Okay, sounds great. But how do you do that? And therefor for you need Java, because it's currently not possible to give a amount and offset to a list / retrieve activity in microflow. But that's no problem because you can retrieve the limited list by Java. You can also do the complete job by Java but in my opinion a solution with as much as possible logic in microflow is better.

So do the following:

  1. Create a Java action with input parameters amount (Integer) and offset (Integer)
    • Use the Core.retrieveXPathQuery(IContext context, String xPathQuery, int amount, int offset, Map<String, String> sortMap) to retrieve the objects you want.
    • The third and fourth parameters can be used for passing the amount and offset.
    • Pass a Map< String, String > as last parameter to sort ascending on the CreateDate attribute.
    • Let the function return the list.
  2. Create a microflow that looks like the microflow at the bottom of my post. Neccesary comments are included in the microflow image (excuse me for the bad layout, but I have not enough space to make a horizontal oriented image).

Good luck!

alt text

NOTE: When you have tot deal with very much objects (> 10.000) then consider using separate transactions for the processing. Otherwise your will maybe get database / memory trouble.

answered
4

Hi,

I've got the same scenario, except that I am dealing with up to 400000 records.

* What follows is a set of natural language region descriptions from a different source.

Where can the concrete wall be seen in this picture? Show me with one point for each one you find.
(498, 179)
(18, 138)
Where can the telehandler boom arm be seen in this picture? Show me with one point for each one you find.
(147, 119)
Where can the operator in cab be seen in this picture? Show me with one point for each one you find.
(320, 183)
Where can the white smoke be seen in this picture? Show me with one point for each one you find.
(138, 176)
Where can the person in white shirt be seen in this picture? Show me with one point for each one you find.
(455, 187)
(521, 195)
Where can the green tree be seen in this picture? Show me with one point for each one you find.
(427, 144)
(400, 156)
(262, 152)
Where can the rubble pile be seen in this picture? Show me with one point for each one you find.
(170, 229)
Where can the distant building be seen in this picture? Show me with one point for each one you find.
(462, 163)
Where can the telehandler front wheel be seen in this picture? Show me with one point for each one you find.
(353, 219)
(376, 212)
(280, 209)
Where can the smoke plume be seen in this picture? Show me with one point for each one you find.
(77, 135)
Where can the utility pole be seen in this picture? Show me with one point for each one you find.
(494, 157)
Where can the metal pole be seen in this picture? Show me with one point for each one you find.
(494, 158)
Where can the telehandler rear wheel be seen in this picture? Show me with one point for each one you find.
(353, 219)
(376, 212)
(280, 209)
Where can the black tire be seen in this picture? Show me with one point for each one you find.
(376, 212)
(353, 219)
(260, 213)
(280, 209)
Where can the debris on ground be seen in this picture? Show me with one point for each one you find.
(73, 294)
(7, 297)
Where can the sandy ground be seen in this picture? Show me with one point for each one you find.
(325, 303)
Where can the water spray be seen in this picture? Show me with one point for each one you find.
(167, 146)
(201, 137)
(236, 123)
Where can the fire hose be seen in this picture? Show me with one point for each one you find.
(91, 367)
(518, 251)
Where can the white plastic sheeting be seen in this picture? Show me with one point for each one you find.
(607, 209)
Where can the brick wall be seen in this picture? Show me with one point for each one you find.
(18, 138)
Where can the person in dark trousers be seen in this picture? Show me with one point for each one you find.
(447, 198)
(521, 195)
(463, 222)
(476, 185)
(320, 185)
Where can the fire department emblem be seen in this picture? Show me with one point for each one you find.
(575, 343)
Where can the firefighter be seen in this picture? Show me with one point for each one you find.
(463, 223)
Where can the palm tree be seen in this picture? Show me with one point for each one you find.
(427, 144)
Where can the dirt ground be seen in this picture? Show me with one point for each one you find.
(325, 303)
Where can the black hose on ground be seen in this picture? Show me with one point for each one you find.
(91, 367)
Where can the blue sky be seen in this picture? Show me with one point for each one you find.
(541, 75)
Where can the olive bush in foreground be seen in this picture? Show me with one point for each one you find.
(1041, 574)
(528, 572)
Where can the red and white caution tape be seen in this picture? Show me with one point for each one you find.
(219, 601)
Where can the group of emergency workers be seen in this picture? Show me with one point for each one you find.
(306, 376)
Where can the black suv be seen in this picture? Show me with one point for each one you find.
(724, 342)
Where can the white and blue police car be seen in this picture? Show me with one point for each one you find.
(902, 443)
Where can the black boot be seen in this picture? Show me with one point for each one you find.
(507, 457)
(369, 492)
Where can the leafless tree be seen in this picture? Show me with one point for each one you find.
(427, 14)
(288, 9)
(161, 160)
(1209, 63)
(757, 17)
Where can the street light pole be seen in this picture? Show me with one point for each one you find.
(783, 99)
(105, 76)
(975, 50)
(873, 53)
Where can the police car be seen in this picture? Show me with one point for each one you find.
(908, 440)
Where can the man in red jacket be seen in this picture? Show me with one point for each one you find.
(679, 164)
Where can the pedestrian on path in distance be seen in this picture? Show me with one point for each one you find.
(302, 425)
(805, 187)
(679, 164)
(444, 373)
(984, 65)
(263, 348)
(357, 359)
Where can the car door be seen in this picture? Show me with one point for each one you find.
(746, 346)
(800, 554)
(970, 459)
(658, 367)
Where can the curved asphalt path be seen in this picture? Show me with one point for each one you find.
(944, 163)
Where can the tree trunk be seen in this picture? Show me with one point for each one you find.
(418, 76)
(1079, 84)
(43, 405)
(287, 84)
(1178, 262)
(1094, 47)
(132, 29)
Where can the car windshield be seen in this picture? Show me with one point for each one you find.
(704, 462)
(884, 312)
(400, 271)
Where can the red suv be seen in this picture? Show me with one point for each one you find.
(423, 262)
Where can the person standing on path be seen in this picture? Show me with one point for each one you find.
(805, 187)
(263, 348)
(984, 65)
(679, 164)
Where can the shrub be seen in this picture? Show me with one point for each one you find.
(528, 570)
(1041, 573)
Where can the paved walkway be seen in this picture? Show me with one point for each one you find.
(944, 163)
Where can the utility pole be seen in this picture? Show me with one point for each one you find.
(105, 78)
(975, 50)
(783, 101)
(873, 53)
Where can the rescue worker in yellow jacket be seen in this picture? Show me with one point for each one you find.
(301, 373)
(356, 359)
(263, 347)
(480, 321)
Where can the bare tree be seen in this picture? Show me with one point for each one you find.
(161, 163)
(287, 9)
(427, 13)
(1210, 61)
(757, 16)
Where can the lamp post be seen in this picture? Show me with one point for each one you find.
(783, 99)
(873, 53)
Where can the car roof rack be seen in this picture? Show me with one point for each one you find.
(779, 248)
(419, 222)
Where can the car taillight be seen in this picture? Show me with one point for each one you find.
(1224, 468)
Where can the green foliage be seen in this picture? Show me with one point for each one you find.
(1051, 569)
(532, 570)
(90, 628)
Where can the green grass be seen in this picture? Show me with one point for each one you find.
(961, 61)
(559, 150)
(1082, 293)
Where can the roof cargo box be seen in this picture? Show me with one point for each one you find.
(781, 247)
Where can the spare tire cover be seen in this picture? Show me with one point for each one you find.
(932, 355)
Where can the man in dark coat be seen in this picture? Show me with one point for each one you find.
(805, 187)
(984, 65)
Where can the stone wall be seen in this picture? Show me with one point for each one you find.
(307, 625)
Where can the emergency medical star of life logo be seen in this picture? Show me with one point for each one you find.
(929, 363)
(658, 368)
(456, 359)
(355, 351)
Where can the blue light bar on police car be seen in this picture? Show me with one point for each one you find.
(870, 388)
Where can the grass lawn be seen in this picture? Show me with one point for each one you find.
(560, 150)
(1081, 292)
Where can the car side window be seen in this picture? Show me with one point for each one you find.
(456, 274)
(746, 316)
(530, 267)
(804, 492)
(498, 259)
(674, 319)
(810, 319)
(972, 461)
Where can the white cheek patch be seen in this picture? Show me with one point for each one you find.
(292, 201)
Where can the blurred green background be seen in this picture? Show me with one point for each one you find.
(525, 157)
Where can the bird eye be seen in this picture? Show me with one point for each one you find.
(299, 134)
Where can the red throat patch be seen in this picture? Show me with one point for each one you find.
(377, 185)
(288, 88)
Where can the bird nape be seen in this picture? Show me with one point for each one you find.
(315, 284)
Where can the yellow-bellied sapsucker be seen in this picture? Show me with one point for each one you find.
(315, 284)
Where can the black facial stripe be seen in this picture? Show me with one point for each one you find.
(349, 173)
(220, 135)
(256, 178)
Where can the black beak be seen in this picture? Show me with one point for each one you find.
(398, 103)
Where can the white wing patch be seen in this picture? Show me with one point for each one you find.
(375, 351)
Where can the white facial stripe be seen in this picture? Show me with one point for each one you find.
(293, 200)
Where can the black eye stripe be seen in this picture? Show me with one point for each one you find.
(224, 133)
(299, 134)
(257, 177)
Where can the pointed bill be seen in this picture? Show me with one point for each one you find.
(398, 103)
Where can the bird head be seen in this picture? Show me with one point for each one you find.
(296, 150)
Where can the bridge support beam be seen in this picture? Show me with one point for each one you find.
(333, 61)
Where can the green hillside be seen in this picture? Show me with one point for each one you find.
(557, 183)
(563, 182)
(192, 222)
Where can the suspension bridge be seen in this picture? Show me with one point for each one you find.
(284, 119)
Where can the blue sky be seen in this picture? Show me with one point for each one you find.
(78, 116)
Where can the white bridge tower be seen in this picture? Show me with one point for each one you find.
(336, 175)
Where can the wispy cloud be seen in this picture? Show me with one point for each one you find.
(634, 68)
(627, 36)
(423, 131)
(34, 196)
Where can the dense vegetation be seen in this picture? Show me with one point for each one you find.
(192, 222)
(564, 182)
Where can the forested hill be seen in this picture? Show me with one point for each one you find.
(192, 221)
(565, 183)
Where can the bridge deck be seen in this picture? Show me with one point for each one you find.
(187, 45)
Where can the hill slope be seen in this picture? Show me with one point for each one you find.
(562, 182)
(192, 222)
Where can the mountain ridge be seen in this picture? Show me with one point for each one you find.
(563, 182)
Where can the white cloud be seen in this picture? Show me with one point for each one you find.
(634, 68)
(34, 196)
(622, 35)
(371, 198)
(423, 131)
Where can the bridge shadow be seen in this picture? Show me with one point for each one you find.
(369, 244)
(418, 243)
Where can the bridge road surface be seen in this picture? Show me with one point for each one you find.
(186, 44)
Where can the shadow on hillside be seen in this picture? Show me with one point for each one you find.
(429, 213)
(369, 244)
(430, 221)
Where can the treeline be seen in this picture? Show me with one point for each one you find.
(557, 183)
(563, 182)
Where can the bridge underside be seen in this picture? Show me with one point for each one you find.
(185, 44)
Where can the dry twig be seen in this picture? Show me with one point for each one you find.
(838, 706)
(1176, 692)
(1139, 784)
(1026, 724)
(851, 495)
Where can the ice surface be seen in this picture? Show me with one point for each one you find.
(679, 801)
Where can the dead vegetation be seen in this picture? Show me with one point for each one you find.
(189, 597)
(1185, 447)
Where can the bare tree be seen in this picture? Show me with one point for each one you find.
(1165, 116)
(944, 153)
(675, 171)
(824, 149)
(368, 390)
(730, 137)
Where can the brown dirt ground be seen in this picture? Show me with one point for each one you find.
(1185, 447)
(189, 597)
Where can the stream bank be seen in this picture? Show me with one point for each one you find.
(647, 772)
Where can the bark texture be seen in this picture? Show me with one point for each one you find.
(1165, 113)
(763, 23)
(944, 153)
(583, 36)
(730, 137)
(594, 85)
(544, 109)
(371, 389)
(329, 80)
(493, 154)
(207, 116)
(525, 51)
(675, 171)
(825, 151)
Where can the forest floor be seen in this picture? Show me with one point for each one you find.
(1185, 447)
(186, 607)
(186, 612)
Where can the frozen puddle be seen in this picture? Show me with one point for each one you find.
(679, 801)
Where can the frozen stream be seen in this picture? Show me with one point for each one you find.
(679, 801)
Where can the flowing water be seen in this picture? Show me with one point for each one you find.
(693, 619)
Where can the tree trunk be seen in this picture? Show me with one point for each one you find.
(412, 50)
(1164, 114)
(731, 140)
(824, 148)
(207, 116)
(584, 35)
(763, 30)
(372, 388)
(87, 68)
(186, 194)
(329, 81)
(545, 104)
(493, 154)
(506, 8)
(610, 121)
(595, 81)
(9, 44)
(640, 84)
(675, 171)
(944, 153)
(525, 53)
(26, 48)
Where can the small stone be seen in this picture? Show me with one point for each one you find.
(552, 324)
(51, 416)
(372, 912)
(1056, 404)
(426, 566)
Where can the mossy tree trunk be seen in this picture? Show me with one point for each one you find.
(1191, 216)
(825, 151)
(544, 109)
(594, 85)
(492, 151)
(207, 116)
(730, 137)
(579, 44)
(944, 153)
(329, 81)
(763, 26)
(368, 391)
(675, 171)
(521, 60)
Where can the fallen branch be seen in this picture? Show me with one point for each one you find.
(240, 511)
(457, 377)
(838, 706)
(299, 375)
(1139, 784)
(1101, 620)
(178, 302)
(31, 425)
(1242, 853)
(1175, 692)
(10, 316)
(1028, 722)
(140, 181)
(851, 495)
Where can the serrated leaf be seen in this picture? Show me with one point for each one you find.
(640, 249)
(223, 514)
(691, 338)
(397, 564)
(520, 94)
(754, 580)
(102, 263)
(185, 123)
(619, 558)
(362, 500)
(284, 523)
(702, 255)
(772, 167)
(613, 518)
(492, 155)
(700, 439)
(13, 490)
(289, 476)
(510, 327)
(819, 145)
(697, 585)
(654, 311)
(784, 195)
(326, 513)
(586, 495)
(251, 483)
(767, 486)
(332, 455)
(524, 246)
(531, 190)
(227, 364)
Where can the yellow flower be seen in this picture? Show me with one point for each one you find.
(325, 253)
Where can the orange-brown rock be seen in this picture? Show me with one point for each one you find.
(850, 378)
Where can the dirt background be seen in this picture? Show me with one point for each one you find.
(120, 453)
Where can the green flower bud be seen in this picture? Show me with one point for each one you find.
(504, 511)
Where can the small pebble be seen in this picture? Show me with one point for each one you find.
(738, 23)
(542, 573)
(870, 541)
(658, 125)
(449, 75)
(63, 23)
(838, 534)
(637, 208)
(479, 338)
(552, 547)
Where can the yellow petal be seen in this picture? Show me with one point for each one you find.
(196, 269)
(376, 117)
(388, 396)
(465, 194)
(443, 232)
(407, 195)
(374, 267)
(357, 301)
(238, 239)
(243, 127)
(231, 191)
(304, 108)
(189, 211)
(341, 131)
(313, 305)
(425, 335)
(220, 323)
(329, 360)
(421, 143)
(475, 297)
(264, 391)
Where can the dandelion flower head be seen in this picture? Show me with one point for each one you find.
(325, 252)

I notice that this is a fairly old post, is it still the best solution for the problem?

Kind Regards

answered
2

With a little bit Java knowledge i think it is quite feasible to use stream processing to read your csv file: Open a filestream to the csv file, read a couple of lines, open a new mendix context, parse the lines into objects, commit and close the context.

The advantage of reading from a filestream is that no data is kept in memory, except for the current line.

answered